Probate refers to the administration of the estate of a person who dies with a Will. In many states, probate requires extensive court oversight and as a result is very cumbersome and expensive. Therefore, revocable trusts are often used to avoid the probate process. In Pennsylvania and New Jersey, the probate process is efficient compared to other states. Usually one visit to the Register of Wills (or Surrogate in NJ) will be all that is needed.

Importantly, a Revocable Trust Will not avoid taxes and will not avoid most steps in the administration process (settling debts, notifying beneficiaries, accounting, etc.). Therefore, a Revocable Trust is usually needed if the only purpose is to avoid probate. There are circumstances where a revocable trust does make sense in Pennsylvania and New Jersey, such as where privacy is needed, where there are asset management concerns, where there is out-of-state real property or where an individual’s competency is in question.

Irrevocable Trust

An Irrevocable Trust is a trust in which the grantor gives up the right to modify or cancel the trust. Irrevocable Trusts are used primarily for tax planning purposes. If an irrevocable trust is drafted properly, it may “remove” assets from a person’s estate for tax purposes, and the assets in the trust may escape any gift tax. A common technique is to place a life insurance policy into an irrevocable life insurance trust, and pay the premiums using the annual gift tax exclusion. If properly planned and administered, this can result in a large payment free from estate tax upon the death of the grantor.

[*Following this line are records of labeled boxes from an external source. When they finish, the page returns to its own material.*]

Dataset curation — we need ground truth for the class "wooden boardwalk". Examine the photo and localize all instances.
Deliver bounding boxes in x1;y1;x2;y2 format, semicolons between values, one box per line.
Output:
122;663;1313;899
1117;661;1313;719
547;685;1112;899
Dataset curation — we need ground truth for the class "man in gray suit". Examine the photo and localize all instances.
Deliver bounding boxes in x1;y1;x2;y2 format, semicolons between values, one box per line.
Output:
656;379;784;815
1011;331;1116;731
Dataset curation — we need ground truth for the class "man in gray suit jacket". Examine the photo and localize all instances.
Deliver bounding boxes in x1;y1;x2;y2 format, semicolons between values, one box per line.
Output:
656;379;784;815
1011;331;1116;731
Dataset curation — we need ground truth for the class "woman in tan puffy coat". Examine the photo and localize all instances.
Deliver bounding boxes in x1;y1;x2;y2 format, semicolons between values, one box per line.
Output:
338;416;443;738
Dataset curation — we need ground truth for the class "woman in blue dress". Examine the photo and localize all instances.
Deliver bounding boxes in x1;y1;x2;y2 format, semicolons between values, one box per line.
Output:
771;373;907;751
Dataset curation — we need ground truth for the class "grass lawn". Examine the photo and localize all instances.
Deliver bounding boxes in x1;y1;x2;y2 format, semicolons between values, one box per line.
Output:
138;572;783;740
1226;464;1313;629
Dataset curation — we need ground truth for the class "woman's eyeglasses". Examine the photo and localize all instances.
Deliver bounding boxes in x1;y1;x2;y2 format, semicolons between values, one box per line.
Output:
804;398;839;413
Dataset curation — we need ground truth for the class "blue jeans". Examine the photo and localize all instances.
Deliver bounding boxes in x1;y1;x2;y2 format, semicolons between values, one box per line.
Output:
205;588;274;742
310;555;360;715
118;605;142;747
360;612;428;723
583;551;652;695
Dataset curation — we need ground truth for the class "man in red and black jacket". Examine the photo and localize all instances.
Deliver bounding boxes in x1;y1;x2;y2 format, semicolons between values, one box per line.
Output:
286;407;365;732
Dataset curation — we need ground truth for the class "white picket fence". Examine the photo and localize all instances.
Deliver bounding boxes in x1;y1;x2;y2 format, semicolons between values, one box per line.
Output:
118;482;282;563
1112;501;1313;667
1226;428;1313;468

Qualified Personal Residence Trust

A Qualified Personal Residence Trust, or QPRT, is a trust that allows the grantor to make a gift of a home to his beneficiaries and minimizes the gift tax paid on the transfer. Essentially, the trust will hold the home for the benefit of the grantor for a certain period of time before the home is released to the beneficiaries. This arrangement diminishes the value of the home for gift tax purposes and minimizes the tax paid. After the transfer the grantor will have to move out or pay rent to his beneficiaries in order to ensure that the transaction is respected.

Special Needs Trust

In order to be eligible for some public benefits, such as Medicaid and Supplemental Security Income (SSI), a person cannot own more than a minimal amount of assets.

For a person eligible for benefits, receipt of a gift, an inheritance, or the proceeds of a lawsuit can disqualify that person. One way to avoid disqualification is to direct the money into a Special Needs Trust (also called a Supplemental Needs Trust).

A Special Needs Trust is drafted so that the funds can only be spent on things that the government will not cover, such as supplemental needs. This will allow the beneficiary to keep his or her benefits while also receiving the benefit of the additional funds.

Consideration of these issues is essential for families with disabled spouses, children or other beneficiaries who may be eligible for government benefits.